12 Ways to Test Your Forecasts like A Pro

How to find the best performance estimation approach for time-series forecasts among 12 strategies proposed in the literature. With Python code.

[Image by Author]

Data scientists are always focused on finding the best model for their dataset. However, they often overlook the importance of choosing the best performance estimation method.

This is unfortunate because estimating a MAE of, say, 5.2 on your test set is useless if you are not reasonably sure that the MAE will be actually close to 5.2 on future data.

The topic of performance estimation is particularly critical when dealing with forecasts. Differently from other applications, in time-series the order of observations matters, so we cannot just go for cross-validation and assume it will work fine.

This is why many performance estimation methods have been proposed in the literature. In this article, we will compare 12 of these methods on 58 real time-series datasets. The results are surprising.

A time-series is the observation of one or more variables at different points in time. This implies that, unlike other kinds of datasets, the observations have an inherent order.

For instance, let’s take the time-series of daily visitors of a shop, from March 1st, 2023 to March 8th, 2023.

A univariate time-series. [Image by Author]

The idea is to use the past behavior of the variable to predict its future. So it is pretty natural to use the variable as our target, i.e. y. The matrix of predictors, i.e. X, is made by the variable itself on previous days (called lag_1, lag_2, …).

Obtaining features and a target variable from the time-series. [Image by Author]

Of course, we could ideally add as many lags as we want, not only for the same variable that we are trying to predict but also for other variables.

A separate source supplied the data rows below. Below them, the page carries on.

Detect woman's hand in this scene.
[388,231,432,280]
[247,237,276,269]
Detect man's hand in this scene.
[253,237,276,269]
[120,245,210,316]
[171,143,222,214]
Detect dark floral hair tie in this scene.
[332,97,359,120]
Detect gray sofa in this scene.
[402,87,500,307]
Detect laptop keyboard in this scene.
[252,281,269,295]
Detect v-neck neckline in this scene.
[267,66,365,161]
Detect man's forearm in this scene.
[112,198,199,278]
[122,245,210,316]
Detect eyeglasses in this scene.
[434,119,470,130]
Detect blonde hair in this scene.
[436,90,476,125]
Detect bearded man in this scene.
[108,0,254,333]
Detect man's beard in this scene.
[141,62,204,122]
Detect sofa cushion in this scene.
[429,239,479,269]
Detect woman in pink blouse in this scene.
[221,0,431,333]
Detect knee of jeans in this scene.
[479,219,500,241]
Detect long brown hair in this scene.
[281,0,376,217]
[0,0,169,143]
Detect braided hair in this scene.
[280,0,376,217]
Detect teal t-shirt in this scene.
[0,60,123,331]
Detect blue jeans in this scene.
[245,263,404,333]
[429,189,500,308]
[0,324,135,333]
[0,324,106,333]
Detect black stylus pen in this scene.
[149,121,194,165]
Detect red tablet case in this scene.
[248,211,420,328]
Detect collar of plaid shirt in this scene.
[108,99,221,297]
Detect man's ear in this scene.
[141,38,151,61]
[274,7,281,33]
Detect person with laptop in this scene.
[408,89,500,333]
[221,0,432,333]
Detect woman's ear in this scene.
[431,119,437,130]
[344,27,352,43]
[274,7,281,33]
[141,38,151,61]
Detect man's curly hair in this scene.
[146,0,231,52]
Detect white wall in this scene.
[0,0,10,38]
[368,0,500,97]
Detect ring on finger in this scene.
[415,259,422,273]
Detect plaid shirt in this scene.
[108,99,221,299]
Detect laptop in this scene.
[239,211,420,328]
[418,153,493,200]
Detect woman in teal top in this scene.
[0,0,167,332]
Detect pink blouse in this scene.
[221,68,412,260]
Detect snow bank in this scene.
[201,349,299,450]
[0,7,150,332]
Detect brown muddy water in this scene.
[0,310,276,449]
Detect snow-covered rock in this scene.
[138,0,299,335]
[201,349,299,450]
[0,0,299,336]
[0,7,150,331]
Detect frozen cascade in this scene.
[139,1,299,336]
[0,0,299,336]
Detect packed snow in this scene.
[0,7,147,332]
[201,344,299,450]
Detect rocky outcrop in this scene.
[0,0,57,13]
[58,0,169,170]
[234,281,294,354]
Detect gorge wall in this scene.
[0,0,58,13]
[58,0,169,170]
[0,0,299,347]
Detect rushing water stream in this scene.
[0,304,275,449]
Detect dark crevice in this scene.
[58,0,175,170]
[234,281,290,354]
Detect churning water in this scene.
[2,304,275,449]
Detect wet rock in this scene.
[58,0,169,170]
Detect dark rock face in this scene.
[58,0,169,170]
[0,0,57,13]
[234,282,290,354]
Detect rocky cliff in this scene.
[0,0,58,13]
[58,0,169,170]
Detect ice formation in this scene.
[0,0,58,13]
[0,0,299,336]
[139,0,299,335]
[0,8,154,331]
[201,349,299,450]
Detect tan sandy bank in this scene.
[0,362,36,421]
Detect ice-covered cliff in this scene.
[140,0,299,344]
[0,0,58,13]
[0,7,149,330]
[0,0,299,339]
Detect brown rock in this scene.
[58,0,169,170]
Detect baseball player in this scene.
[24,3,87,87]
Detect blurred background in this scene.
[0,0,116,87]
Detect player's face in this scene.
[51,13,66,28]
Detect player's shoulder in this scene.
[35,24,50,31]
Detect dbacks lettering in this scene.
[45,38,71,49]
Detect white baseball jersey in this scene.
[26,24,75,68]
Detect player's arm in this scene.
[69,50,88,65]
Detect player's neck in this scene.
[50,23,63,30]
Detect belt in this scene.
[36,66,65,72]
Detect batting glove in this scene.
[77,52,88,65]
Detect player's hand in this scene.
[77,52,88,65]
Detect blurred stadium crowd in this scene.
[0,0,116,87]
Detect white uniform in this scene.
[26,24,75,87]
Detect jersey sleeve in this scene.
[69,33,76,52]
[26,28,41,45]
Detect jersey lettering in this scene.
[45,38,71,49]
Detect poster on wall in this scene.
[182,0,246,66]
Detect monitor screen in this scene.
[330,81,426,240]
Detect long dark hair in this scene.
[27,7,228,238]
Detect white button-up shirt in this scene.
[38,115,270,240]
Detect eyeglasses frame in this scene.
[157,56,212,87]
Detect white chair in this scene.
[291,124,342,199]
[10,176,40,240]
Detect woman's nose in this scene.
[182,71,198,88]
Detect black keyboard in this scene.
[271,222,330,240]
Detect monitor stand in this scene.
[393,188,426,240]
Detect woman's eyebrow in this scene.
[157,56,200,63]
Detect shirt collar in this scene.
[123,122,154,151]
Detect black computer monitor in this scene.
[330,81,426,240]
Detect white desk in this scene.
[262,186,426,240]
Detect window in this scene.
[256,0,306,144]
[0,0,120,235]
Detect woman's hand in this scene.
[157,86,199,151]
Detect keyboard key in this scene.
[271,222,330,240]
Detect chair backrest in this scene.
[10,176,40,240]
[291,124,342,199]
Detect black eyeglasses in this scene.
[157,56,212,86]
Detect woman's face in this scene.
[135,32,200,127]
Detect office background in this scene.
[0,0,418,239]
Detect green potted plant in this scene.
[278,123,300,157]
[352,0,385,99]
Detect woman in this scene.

Furthermore, we may add additional variables such as the day of the week and the month. In general, we can have both variables about the past and about the future (as far as they are foreseeable at prediction time).

Obtaining features and a target variable from the time-series. [Image by Author]

Now that we have a dataset ready for machine learning, let’s move on to performance estimation.

Usually, a machine learning model is tested on some data that it has not seen during the training phase (test set). The fundamental assumption is that the performance on the test set approximates the performance that will be achieved on new (future) data. So, the question becomes:

How do we make sure that the performance we are estimating now will be similar to the performance on some data that we still don’t have?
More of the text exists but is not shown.